DiPrima switched the car into gear and peeled out of the parking lot.
“Where we headed?”
“Back to the station house. There might be something to this kid.”
 
Shellie Whitmore, George’s older brother, cradled George around his neck and shoulders with his right arm as they walked to the Schoenberg Salt Company. George, who was generally soft-spoken, presented his story proudly, giving an animated account of how he told the officer that the suspect said, “Help me, help me. The law is after me,” and how he illustrated for the officer where the suspect had escaped. Shellie listened intently to George, every so often rolling his eyes as if to indicate disbelief. Sensing George was winding down, Shellie stopped, turned to his brother and gripped his shoulder with his hand.
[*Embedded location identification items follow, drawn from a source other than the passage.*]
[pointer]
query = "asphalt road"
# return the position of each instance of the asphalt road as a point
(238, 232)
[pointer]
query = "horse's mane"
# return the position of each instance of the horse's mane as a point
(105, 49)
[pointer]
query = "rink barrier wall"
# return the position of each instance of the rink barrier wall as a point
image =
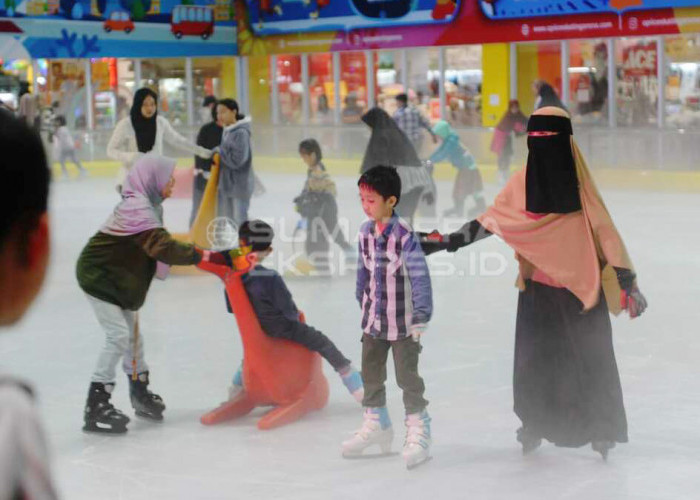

“Now you listen to me. You shouldn’t be talking to no po-lice. And what you thinking, tellin’ his white ass whose runnin’ from johnny law?”
George hung his head, clearly frustrated. Shellie pushed George away with his hand and then poked him, hard, in the chest.
“And what you go on and tell that cop that you got yourself a job at Schoenberg’s? You ain’t got no job there.”
George stumbled backward and struggled to regain his footing. His brother began walking, at a brisk pace, toward the entrance of the factory. And although George could barely see him in the near distance, as without glasses George could barely see anything, he still called out defiantly, “Today I’ll have a job at the factory, Shellie. I will today, and that’s the truth.”
George Whitmore Jr. did not, in fact, gain employment at the salt factory on that day. Having forgotten to bring his Social Security card, a prerequisite for work at the company, George was denied employment. To redeem himself, he visited his girlfriend, Beverly Payne. Greeting her at the door, he concocted a dramatic story of how he went down to the station house and looked through photos of mug shots, trying to identify the assailant. George spent the majority of the afternoon at Beverly’s, leaving late, long after the sun drifted behind the buildings and darkness fell, thick and heavy, over Brooklyn.